Além dos bens já declarados em 2022, que incluem um apartamento de R$ 324 mil em São Paulo e terrenos em Pindamonhangaba (SP), Alckmin agora lista um carro no valor de R$ 41 mil e uma série de aplicações financeiras.
Em planos de previdência privada no modelo VGBL, Alckmin soma cerca de R$ 1 milhão ante R$ 316 mil há quatro anos. O maior montante, contudo, está investido em aplicações de renda fixa, num total de R$ 1,48 milhão.
Além da prestação de contas em relação aos seus bens, Lula também entregou ao TSE seu plano de governo para um eventual quarto mandato. O texto traz propostas de mudanças no sistema de emendas parlamentares e um reforço a temas caros para a sigla, como defesa da soberania, regulamentação das redes e o fim da escala 6x1.
Até a tarde deste sábado (8), além de Lula, já foram apresentadas ao TSE as informações sobre as candidaturas à Presidência da República de Renan Santos (Missão), Romeu Zema (Novo), Hertz Dias (PSTU) e Samara (UP).
Zema declarou o maior valor total de bens, somando R$ 178,8 milhões.
Em 2022, o TSE restringiu a divulgação de informações sobre os bens dos candidatos.
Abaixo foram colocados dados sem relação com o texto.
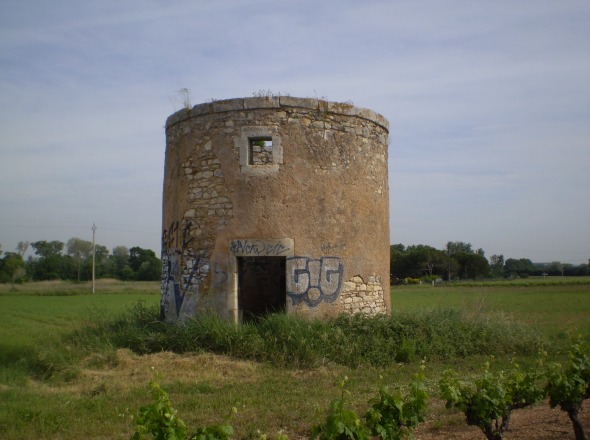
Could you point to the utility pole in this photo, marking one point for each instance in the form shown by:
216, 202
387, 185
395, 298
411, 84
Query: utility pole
93, 252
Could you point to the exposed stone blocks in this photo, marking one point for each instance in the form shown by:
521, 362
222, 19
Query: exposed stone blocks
363, 297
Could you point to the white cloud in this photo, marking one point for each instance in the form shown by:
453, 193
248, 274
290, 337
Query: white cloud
489, 105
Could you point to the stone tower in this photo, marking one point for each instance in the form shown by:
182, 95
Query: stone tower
275, 204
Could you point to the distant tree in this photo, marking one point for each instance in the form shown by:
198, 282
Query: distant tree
522, 267
556, 268
145, 264
50, 263
13, 267
48, 248
79, 250
22, 247
472, 265
497, 265
459, 247
119, 259
416, 261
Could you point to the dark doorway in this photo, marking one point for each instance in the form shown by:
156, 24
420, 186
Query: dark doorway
261, 286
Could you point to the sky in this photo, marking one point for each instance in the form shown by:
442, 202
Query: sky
488, 104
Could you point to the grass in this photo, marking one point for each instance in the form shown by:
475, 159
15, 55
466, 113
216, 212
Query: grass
284, 393
554, 310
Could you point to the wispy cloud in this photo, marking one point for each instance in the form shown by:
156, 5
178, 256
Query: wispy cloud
489, 105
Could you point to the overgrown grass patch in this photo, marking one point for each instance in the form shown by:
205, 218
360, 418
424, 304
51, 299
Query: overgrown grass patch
293, 342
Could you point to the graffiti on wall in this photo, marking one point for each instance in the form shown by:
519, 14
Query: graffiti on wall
257, 248
183, 271
312, 281
221, 275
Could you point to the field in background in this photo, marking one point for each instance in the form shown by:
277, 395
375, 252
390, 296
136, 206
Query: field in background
552, 306
108, 387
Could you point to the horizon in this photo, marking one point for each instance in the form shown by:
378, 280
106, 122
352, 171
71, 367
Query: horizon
488, 105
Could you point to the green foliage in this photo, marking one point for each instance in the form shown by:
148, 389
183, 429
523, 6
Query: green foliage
569, 386
341, 423
158, 418
393, 416
160, 421
488, 401
346, 340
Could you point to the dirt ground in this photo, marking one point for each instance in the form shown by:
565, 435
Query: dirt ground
537, 423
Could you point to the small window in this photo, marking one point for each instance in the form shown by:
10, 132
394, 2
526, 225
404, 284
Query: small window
260, 151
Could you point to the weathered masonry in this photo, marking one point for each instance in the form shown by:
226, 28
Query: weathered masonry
275, 204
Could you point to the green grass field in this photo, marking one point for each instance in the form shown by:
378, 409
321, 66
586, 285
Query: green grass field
553, 309
107, 386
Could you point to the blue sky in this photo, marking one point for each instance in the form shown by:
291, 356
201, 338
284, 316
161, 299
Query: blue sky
488, 103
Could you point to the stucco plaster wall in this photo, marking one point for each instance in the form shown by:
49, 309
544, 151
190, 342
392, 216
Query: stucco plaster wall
322, 202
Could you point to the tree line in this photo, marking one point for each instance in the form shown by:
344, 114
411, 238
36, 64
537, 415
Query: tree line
56, 260
458, 260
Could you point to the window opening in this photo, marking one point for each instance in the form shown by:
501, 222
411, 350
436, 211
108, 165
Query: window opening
260, 151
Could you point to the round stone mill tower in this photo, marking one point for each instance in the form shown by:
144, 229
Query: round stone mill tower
275, 204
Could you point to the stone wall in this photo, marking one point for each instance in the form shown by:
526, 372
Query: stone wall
295, 178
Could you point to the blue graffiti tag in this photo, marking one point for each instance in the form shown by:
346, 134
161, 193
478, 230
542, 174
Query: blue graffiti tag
257, 248
314, 280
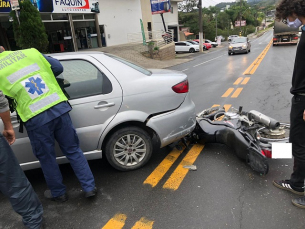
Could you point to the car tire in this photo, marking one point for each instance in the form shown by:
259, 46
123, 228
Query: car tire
117, 148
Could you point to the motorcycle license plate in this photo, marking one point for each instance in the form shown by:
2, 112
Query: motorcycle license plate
281, 150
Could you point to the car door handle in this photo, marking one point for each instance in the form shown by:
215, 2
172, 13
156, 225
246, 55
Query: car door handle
104, 105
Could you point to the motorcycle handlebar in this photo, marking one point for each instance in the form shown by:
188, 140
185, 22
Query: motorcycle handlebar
264, 119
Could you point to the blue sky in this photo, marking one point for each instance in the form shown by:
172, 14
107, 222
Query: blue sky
207, 3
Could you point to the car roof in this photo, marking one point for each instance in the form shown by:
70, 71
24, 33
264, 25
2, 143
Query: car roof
74, 53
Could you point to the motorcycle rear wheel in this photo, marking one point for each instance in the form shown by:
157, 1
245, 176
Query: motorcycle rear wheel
266, 135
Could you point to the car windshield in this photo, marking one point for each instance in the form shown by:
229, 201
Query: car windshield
132, 65
239, 40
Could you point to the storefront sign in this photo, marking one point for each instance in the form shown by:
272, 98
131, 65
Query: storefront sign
14, 4
240, 23
160, 6
5, 6
76, 6
55, 6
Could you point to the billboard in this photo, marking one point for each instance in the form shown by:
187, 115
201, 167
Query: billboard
240, 23
15, 5
160, 6
58, 6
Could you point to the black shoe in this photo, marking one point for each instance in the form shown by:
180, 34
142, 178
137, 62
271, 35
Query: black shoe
62, 198
91, 193
285, 185
299, 202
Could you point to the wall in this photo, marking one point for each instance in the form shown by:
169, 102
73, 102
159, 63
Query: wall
120, 17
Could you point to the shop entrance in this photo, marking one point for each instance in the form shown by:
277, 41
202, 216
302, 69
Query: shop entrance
59, 36
81, 38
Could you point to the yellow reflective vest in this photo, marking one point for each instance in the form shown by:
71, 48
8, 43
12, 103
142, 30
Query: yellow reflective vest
26, 76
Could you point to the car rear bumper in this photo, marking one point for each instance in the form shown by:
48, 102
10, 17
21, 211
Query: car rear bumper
176, 124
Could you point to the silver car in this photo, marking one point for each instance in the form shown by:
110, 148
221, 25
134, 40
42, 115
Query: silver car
239, 45
119, 108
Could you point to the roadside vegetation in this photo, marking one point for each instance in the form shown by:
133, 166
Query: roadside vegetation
225, 14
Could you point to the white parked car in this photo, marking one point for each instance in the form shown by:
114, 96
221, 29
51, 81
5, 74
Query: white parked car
184, 46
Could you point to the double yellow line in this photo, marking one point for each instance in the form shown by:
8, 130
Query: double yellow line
250, 71
118, 222
252, 68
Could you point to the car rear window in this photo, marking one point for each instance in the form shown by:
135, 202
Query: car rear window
81, 78
132, 65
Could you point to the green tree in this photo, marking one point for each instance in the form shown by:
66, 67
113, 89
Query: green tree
30, 33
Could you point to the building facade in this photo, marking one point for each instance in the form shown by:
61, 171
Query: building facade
74, 25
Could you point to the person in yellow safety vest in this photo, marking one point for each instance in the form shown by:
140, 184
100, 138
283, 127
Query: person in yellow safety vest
13, 182
28, 77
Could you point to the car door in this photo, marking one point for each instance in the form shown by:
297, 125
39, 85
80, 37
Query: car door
180, 46
94, 94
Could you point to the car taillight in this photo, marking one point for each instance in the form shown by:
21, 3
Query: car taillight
182, 87
267, 153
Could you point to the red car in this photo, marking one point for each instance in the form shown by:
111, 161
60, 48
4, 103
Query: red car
207, 45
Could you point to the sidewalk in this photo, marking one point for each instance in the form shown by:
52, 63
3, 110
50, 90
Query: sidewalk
129, 52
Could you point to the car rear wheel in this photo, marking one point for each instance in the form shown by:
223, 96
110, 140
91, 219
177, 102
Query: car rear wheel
129, 148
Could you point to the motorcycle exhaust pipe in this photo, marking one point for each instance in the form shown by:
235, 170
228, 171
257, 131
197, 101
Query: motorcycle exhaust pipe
264, 119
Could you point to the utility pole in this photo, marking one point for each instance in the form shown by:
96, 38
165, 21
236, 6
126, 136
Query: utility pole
216, 26
200, 26
240, 19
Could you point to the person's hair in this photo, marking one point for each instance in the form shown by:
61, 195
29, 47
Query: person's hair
287, 8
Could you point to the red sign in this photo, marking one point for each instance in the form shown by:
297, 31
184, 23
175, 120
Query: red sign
14, 4
240, 23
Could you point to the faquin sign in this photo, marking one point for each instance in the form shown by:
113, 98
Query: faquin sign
160, 6
76, 6
58, 6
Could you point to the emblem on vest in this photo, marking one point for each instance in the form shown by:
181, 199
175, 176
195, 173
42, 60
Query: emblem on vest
35, 86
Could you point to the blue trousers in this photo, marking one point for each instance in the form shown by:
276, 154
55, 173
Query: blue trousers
43, 141
15, 185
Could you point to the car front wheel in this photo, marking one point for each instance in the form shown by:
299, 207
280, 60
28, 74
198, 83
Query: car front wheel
128, 148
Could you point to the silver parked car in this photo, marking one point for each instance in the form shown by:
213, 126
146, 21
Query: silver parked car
239, 45
119, 108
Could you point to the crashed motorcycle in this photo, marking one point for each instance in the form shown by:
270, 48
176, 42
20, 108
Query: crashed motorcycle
249, 134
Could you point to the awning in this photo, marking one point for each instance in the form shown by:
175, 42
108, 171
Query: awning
188, 33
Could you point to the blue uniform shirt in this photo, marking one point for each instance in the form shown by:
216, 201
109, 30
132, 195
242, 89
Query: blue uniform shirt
53, 112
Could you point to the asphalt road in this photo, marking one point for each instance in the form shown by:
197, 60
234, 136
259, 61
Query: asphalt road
222, 193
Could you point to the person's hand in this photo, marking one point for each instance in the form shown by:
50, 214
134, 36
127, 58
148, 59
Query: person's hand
9, 135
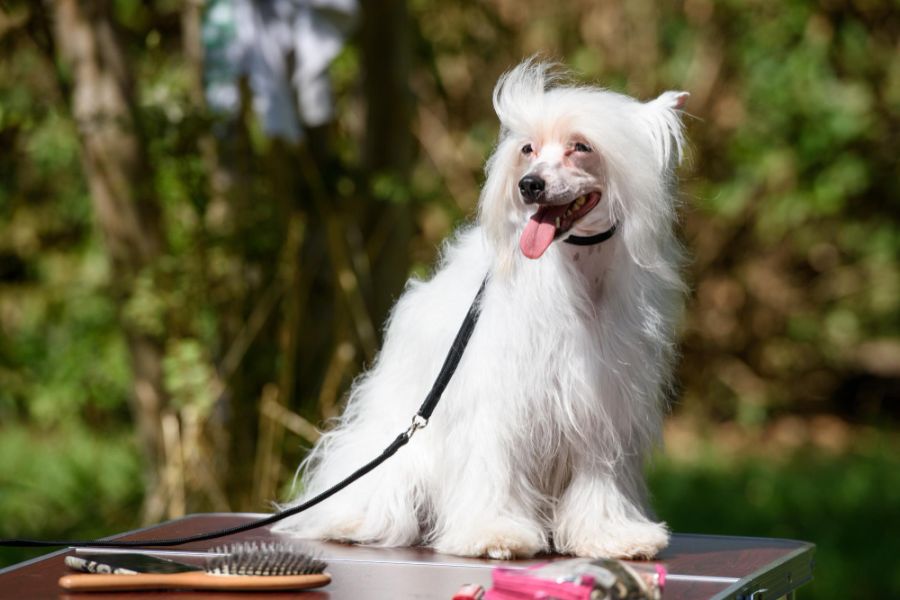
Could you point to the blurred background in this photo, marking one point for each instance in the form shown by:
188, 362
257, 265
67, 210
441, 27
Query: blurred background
207, 209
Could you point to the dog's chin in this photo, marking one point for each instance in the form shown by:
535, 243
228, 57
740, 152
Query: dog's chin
551, 221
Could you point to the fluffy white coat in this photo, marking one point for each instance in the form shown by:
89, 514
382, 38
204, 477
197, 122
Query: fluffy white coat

Agora, apenas dados genéricos sobre o patrimônio ficam disponíveis no sistema oficial, o que impede saber a localização de imóveis e modelos de veículos, por exemplo.
A medida, que tem como base a LGPD (Lei Geral de Proteção de Dados), é apontada por especialistas como um grave retrocesso na transparência eleitoral.
Os dados de pedido de registro de candidaturas são divulgados a qualquer cidadão no site Divulgacand, da Justiça Eleitoral.